A 42-year-old homemaker from Vellore was admitted with high grade, intermittent fever associated with chills, lethargy, and myalgia for 1-week duration. She complained of multiple episodes of nonbilious vomiting, persistent upper abdominal pain after defervescence of fever. On evaluation, she was found to have elevated pancreatic enzymes, serum lipase 369 (n = 13–60 U/L), serum amylase 339 (n = 28–100 U/L), and computerized tomography abdomen showing hyperdense pancreatic parenchyma confirming the diagnosis of acute pancreatitis.

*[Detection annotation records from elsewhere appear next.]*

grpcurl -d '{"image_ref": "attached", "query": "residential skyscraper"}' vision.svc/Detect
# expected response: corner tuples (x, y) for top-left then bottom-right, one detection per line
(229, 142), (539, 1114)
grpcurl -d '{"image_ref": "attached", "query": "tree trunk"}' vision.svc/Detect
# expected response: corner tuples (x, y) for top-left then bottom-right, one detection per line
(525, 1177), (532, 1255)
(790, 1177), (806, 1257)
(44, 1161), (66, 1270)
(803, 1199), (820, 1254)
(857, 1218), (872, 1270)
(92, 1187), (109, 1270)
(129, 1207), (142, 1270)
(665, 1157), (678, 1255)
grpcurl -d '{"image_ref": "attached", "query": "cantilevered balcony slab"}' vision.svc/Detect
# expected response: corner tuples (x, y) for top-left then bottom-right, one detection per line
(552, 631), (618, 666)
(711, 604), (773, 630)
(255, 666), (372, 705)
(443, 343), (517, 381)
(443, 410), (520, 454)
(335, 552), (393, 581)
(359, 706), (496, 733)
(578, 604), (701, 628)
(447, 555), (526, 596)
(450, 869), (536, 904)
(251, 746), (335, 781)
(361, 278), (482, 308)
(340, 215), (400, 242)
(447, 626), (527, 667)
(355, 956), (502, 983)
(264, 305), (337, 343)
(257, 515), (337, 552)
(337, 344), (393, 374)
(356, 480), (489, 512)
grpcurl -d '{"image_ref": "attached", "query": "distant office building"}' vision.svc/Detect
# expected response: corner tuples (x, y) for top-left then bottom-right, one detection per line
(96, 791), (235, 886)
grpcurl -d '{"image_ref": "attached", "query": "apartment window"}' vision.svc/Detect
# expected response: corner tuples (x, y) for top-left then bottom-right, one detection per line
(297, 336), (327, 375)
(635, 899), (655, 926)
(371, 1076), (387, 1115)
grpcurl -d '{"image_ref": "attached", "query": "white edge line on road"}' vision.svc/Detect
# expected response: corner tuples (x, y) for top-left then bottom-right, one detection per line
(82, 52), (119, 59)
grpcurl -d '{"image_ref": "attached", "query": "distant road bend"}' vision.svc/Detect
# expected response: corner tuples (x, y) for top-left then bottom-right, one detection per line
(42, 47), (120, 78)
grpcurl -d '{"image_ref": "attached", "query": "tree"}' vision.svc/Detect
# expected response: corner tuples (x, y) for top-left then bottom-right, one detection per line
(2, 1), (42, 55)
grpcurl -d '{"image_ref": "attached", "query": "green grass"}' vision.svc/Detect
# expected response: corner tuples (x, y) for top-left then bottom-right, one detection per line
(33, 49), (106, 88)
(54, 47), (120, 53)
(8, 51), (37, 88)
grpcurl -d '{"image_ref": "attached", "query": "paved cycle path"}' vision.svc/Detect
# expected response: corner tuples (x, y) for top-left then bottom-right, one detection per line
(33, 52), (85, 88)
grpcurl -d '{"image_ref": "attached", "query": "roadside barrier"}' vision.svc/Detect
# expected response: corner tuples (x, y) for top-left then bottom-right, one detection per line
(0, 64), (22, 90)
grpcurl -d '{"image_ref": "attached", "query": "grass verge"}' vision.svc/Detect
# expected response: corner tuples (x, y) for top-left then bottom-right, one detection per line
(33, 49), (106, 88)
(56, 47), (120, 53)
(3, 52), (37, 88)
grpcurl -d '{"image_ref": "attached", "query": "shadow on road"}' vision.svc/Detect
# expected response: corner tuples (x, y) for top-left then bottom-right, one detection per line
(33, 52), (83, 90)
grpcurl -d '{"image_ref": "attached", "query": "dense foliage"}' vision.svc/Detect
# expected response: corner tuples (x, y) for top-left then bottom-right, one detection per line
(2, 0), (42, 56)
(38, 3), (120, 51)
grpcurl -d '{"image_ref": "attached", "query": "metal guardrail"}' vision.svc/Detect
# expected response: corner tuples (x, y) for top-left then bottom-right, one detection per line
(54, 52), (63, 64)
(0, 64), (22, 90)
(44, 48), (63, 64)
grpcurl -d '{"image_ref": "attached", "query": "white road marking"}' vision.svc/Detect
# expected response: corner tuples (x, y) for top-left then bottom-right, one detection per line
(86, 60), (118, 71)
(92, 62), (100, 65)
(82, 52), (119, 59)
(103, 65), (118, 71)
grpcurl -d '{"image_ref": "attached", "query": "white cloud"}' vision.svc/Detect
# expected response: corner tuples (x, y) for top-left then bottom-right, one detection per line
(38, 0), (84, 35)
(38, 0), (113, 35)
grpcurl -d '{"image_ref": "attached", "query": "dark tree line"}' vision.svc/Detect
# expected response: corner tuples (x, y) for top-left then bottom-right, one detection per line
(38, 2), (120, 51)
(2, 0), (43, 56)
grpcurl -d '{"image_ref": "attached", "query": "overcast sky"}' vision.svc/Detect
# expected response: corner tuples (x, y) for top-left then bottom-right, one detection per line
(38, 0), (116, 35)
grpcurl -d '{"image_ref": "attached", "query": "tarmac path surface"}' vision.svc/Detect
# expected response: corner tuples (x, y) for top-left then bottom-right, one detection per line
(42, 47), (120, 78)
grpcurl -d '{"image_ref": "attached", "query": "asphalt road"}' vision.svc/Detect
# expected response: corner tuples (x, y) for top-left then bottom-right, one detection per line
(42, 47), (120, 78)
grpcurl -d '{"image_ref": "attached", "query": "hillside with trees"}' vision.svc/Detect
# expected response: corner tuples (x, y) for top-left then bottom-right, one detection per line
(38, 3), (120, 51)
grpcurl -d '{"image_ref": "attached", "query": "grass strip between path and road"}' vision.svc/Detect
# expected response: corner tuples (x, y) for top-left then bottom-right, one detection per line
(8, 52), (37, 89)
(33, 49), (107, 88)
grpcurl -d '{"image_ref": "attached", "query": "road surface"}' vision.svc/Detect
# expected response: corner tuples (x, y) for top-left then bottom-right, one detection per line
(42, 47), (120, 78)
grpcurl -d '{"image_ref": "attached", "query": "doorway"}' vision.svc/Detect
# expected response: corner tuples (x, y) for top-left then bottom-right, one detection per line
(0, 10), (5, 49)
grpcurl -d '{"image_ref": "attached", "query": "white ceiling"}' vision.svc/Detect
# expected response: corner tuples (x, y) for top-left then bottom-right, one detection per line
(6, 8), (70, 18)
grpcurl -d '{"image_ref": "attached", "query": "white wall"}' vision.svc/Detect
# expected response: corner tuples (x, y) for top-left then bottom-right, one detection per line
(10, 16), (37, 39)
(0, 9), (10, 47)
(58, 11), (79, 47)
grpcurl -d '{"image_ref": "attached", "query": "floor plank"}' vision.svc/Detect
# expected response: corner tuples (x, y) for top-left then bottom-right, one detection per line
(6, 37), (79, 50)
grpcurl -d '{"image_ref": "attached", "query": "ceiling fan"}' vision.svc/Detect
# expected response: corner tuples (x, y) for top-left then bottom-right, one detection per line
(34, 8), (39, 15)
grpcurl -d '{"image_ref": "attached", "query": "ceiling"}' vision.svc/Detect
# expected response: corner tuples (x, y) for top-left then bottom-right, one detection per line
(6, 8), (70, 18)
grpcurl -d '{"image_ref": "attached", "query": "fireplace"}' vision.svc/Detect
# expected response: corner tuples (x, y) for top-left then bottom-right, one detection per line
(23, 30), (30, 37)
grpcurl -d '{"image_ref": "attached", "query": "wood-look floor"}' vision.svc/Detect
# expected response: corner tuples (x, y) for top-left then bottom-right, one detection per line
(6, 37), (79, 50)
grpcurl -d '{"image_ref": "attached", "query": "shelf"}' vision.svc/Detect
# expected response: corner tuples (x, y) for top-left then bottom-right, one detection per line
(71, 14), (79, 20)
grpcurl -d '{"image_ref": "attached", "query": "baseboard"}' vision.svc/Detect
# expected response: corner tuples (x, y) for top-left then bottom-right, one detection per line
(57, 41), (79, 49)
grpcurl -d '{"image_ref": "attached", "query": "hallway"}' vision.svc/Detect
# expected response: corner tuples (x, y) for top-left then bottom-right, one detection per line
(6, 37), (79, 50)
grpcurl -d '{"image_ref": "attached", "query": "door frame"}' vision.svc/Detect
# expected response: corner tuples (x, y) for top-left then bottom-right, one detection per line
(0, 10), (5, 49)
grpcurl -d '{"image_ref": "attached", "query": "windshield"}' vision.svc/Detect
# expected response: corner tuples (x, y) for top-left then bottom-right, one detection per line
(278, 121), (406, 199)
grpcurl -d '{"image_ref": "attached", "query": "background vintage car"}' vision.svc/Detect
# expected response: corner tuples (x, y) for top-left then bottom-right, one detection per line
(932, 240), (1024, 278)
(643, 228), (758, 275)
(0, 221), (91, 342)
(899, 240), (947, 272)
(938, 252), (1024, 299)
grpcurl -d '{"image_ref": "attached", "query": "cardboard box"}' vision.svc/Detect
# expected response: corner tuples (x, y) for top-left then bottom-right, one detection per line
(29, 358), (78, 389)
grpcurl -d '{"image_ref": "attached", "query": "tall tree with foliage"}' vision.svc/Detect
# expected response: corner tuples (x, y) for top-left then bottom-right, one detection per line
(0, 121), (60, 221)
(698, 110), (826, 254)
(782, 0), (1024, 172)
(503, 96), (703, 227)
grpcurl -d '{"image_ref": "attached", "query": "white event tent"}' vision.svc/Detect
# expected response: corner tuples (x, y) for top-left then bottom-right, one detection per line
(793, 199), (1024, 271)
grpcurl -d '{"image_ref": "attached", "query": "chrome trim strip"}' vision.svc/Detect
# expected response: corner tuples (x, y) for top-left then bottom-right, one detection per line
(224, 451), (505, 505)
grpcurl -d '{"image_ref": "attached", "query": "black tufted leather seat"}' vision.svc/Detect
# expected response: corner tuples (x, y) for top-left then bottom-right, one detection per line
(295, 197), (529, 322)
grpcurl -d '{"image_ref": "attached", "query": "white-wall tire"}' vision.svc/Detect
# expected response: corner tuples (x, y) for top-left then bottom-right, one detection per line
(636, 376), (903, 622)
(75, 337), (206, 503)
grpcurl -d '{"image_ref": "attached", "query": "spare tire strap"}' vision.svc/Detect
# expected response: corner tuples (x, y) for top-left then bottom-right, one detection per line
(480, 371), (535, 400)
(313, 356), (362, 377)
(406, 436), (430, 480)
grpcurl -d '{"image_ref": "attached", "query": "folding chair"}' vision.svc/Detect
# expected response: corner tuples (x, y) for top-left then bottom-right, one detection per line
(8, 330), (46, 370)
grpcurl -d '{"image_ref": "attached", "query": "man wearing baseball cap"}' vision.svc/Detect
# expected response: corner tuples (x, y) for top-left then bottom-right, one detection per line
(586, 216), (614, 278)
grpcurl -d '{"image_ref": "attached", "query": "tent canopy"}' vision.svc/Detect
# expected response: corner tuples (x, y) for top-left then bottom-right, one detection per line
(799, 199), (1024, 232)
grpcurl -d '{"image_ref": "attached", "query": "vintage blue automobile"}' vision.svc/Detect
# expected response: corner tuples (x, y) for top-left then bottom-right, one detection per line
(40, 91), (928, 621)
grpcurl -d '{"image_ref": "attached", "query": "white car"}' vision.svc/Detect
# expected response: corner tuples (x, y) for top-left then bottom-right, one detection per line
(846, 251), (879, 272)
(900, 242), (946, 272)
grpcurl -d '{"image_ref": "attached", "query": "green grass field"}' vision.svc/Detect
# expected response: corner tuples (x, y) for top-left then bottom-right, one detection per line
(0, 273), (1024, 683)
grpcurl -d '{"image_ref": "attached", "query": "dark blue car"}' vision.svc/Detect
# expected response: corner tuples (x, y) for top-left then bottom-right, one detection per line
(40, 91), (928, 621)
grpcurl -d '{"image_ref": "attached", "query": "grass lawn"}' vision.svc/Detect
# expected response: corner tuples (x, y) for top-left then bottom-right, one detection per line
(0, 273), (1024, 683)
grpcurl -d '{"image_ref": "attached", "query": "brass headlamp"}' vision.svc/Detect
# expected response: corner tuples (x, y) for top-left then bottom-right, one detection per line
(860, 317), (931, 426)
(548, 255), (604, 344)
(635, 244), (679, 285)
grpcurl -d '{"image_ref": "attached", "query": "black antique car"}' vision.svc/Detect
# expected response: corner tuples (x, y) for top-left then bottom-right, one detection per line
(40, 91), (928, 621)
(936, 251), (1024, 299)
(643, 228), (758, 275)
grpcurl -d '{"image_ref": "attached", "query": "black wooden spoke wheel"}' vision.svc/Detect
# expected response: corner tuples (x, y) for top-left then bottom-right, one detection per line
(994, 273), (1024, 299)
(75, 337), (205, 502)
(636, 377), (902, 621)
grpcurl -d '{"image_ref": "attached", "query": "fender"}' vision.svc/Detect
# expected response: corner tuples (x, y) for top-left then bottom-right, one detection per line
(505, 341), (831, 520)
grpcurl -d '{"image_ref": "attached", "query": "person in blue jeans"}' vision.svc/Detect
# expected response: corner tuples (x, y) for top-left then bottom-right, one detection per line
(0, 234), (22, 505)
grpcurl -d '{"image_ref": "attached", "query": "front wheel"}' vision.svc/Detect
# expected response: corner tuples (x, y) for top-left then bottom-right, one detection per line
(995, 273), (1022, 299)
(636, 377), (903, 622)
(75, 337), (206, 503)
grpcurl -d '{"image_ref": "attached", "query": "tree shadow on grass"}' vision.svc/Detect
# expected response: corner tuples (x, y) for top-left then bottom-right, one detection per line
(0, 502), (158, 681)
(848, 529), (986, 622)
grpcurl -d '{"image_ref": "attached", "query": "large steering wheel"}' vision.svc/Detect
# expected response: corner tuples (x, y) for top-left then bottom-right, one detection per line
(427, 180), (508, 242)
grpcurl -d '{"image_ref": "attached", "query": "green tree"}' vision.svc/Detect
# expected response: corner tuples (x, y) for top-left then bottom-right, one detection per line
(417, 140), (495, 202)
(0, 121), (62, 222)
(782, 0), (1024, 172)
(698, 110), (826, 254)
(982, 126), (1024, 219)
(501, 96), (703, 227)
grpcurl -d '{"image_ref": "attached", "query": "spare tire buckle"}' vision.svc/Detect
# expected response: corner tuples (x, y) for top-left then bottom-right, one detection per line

Etiological workup was negative for gallstones, drugs, and alcohol. And also common infectious causes such as malaria, scrub typhus, leptospirosis, and enteric fever was negative. She had severe thrombocytopenia (platelet count 4800/cumm), positive dengue IgM, and negative dengue IgG suggesting primary acute dengue infection. She deteriorated further with the development of multiorgan failure with associated acute lung injury and acute myocarditis with elevated cardiac enzymes serum troponin levels of 205 [n ≤14 pg/ml] and creatinine kinase-MB myocardial fraction of 10.5 (n ≤3.8 ng. ml) compromising her left ventricular (LV) function with ejection fraction (EF) of 20% causing hypotension. She was managed conservatively in the intensive care unit and was discharged in a stable condition with a normal platelet count (154,000/cumm), improved cardiac function (LV-EF 58%), and normalized pancreatic enzymes (serum amylase 63 U/L and serum lipase 56 U/L). During the hospital stay, her serum sodium was normal.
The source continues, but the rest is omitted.